The Royal Irish Artillery was an Irish regiment of the British Army in the 18th century. It was formed in 1755 as The Artillery Company of Ireland. The name was changed in 1760 to The Royal Regiment of Irish Artillery.

== History ==
In 1755, the Royal Regiment of Artillery, Woolwich, sent an officer, Captain John Stratton, with a small detachment to Dublin to establish a permanent Company of Artillery in Ireland. The following year, another commanding officer was sent along with 60 more non-commissioned officers and men.

Additional members were recruited all over Ireland and were trained in Dublin Castle and then in Woolwich. Parts of the Regiment were sent to Canada in 1777 with Major General John Burgoyne, taking part in the American War of Independence.

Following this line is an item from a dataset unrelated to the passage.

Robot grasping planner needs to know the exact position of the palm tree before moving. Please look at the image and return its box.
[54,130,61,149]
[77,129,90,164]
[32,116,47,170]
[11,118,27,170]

In addition, some Royal Irish Artillery gunners were shipped directly to New York under Brigadier-General James Pattison.

The General's papers were reprinted by the New York State Historical Society in 1876, a detailed source of information on this subject. Pattison, being head of the British Artillery in North America during part of the American Rebellion, had much to say about his Irish. They were "his diminutive warriors", "bare breeched", "were lower than serpents". He said that they were "incorrigible, ill mannered, and unkempt". He told his recruiters to only raise units in England or Scotland and forget Ireland. When a large number of new Irish gunners coming into New York deserted, Pattison wrote, "it was bad enough that they had deserted but what was worse was that the rest didn’t go with them". When asked what to do with some new but mildewed uniforms, Pattison wrote, "give them to the Irish".

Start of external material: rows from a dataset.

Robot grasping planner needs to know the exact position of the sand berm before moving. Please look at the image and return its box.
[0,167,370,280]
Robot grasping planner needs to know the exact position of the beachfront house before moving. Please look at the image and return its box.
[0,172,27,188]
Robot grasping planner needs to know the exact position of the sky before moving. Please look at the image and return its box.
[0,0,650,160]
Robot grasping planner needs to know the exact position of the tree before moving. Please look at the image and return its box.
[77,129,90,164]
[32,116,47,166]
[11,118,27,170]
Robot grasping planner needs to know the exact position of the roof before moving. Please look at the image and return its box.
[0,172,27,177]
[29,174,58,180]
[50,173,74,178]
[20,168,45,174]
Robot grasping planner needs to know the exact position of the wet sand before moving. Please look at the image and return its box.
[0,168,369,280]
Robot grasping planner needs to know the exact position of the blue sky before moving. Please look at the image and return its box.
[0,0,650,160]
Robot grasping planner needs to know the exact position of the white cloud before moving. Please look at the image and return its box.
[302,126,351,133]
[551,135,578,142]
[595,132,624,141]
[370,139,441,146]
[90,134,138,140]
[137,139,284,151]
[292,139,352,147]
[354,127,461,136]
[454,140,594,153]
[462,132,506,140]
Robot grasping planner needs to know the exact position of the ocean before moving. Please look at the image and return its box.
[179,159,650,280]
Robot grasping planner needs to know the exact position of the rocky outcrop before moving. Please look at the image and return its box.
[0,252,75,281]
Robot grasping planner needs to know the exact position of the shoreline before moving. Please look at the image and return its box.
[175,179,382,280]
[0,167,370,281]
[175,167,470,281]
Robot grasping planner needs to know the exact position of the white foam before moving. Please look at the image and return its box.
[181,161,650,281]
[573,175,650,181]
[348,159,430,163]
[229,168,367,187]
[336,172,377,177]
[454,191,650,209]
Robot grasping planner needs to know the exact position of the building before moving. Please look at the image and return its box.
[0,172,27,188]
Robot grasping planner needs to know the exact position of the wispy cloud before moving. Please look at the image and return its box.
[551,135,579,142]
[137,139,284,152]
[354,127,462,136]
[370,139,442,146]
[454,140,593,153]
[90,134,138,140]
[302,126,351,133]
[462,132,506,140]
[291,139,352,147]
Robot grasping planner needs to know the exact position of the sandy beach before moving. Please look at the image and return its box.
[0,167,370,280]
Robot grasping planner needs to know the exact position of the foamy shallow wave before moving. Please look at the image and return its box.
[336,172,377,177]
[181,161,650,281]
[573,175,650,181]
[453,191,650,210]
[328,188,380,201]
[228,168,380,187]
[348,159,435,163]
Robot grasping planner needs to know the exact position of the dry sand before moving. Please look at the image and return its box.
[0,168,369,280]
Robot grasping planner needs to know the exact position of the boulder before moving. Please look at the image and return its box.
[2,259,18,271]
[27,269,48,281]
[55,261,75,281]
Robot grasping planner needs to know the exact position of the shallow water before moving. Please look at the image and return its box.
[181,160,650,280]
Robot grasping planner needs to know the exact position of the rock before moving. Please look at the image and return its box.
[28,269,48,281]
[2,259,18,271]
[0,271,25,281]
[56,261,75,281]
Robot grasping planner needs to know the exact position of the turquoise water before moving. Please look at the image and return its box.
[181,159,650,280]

The regiment suffered heavily in the Battle of Castlebar, being forced to give ground in spite of its fierce resistance.

Yet in spite of all the derogatory remarks, the Royal Irish Artillery was awarded white leather stocks as a mark of their good gunnery. In 1801, following the Act of Union and the formation of the United Kingdom, the Royal Irish Artillery was absorbed as an integral part of the Royal Artillery and therefore ceased to exist. They became part of the 7th Battalion of The Royal Regiment of Artillery.

Buttons from the tunics of the Royal Irish Artillery have been found in Somerville, Massachusetts and upon the site of Fort George at Castin, Maine. The design of the button can still be seen on the shield at the centre of the 206 (Ulster) Battery, which is part of 105 Regiment Royal Artillery (Volunteers), a Territorial Army (reserve) regiment in the British Army.